A divider immediately beneath the lamps supports an array of neutral density filters, more in the center than the ends, as these shorter
ccft lamps do not have absolutely even illumination end to end, contrary to what your eye might tell you.
The two ccft lamps are powered by a single inverter.
This view shows the removal of the optical encoder from the take-up roll. The roll is now "driven" by a capstan drive beneath the paper path.
Pressure is provided by a simple gravity drop block. The capstan drive stepper motor is controlled by its own stepper controller,
as is the take-up spool stepper motor. The rod about 2" behind the capstan shaft provides for a consistent paper path.
Note on extreme left the two one-turn pots to adjust the "exposure" of each of the 2 A4 CIS sensors.
The Mk3b electronics is unchanged, but the transmission now incorporates a slip-clutch to maintain an even tension on the roll for take-up.

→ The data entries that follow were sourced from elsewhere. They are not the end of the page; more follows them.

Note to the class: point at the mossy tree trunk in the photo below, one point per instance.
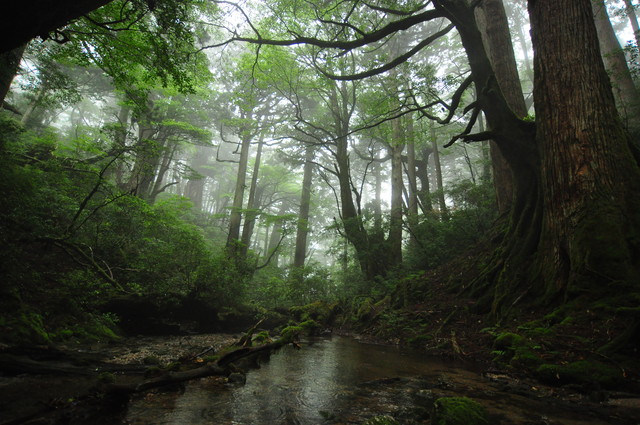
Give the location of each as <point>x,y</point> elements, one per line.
<point>589,179</point>
<point>573,225</point>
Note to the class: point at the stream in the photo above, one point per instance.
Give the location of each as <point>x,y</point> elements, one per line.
<point>339,380</point>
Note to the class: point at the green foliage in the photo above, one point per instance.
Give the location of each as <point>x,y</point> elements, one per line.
<point>458,411</point>
<point>70,240</point>
<point>440,240</point>
<point>319,311</point>
<point>581,372</point>
<point>381,420</point>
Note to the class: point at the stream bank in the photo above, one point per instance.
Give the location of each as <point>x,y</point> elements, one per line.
<point>331,380</point>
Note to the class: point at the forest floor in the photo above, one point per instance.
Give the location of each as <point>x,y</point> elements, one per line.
<point>552,347</point>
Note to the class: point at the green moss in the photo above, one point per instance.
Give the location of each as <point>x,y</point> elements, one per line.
<point>25,327</point>
<point>291,332</point>
<point>458,411</point>
<point>580,372</point>
<point>525,357</point>
<point>262,337</point>
<point>507,341</point>
<point>381,420</point>
<point>211,359</point>
<point>320,311</point>
<point>106,378</point>
<point>151,360</point>
<point>152,372</point>
<point>173,367</point>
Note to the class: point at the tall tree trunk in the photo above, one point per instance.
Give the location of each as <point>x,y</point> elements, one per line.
<point>633,19</point>
<point>147,150</point>
<point>158,187</point>
<point>412,202</point>
<point>497,41</point>
<point>394,240</point>
<point>235,218</point>
<point>422,172</point>
<point>444,212</point>
<point>590,234</point>
<point>377,202</point>
<point>9,64</point>
<point>252,207</point>
<point>516,140</point>
<point>624,90</point>
<point>276,236</point>
<point>303,215</point>
<point>194,189</point>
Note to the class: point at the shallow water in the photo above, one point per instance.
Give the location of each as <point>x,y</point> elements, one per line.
<point>338,380</point>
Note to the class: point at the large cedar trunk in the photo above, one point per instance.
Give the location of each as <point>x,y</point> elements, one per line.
<point>589,179</point>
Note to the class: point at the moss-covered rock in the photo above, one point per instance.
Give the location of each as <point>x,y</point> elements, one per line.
<point>24,327</point>
<point>458,411</point>
<point>508,341</point>
<point>516,350</point>
<point>381,420</point>
<point>319,311</point>
<point>580,372</point>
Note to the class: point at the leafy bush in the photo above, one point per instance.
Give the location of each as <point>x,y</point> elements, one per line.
<point>439,240</point>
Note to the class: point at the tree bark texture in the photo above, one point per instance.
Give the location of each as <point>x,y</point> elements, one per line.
<point>37,18</point>
<point>238,195</point>
<point>394,240</point>
<point>624,89</point>
<point>302,230</point>
<point>9,64</point>
<point>589,179</point>
<point>494,26</point>
<point>444,212</point>
<point>252,207</point>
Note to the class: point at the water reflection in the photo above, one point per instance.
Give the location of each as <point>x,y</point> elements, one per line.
<point>305,386</point>
<point>339,381</point>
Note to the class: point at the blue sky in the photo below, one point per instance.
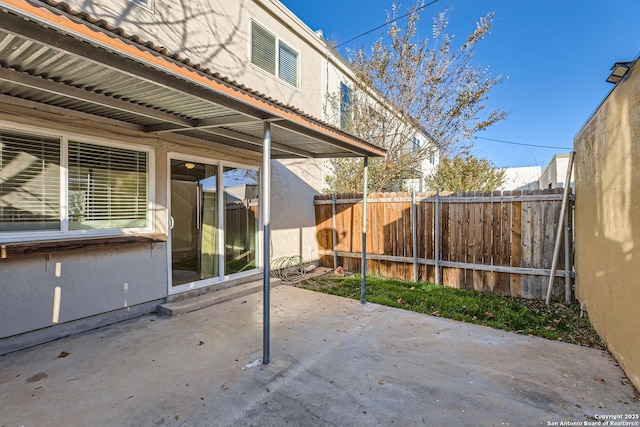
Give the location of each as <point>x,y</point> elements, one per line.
<point>555,53</point>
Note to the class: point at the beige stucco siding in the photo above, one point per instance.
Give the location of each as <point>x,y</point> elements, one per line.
<point>216,35</point>
<point>608,222</point>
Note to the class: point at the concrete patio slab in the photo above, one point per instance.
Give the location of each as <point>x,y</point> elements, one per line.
<point>335,362</point>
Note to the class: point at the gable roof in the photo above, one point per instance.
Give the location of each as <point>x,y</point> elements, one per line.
<point>51,55</point>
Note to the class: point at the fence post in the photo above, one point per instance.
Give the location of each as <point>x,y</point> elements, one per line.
<point>414,235</point>
<point>437,238</point>
<point>363,282</point>
<point>335,231</point>
<point>563,208</point>
<point>567,260</point>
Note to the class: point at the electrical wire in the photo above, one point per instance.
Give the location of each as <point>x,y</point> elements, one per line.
<point>385,24</point>
<point>289,268</point>
<point>523,144</point>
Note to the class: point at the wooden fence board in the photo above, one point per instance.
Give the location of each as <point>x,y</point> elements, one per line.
<point>515,280</point>
<point>489,240</point>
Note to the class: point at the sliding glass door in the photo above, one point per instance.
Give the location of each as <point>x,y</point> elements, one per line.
<point>212,238</point>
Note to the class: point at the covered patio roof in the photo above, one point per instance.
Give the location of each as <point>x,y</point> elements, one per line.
<point>53,56</point>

This view shows the scanner loaded with a conventional 88n roll, showing how the pressure lever is lowered onto the paper
after the roll is loaded. The stepper motor and its controller are salvaged from a dead scanner, and connected to a conventional
player piano transmission. The transmission has been stripped of everything but the rewind lever to disengage the paper
for manual rewind. Note the simple manual rewind made from another gear from a salvaged player piano transmission.
This shows a close-up of the simple friction clutch made from a mix of player piano spool box parts and common hardware.
The set screw in the player piano drive gear has been removed, so that it freewheels with felt washers either side of it.
The tightness of the clutch is determined by best judgement position of the set screw collar forcing a small coil spring against a retainer.
This view shows the simple salvaged gear assembly (from Visioneer sheet-fed scanners) making it possible
to use a very modest stepper motor to provide the driving force.
The simplicity of source chucks is well illustrated here. The 2 chucks (drive and idle) are fully adjustable with simply lock screws.
This side shows the lightly loaded friction brake to keep the source side reasonably flat,
and a simple manual rewind made from common player piano spool box parts.
Note the fine centering adjustment on the left, 3 more pics of this follow.
This is the fine adjustment for centering rolls. The brass post is anchored, while the screw thread moves the entire chuck assembly.
This is a view of the underside of the fine adjust centering device. Note that the entire chuck assembly can be moved
about 3/8" either side of an eye-ball center.
This view illustrates both drive and idle chucks, the matched pair of A4 CIS
salvaged out of identical Canon EiDe flat bed scanners, and the rubber capstan drive.
This view shows the scanner loaded with a 15 1/4" Duo-Art reproducing pipe organ roll for scanning.
Note how the source chucks have been expanded to support the roll in a central position.
This is a view of a CIS file emerging from a scan of 176n Duo-Art reproducing pipe organ roll 15 1/4" wide.
Note that the twin array images side by side, in negative and positive. The right hand side of both images is the overlap area.
Think of the right (positive) side in a "flipped" orientation. The next step is to create a midi e-roll from this CIS file.
And this is a view, as displayed by Cakewalk, of the e-roll emerging out of the scanned Duo-Art reproducing pipe organ roll illustrated above.
Note the playing notes having a fixed velocity of 64, while the Duo-Art control codes have a fixed velocity of 3.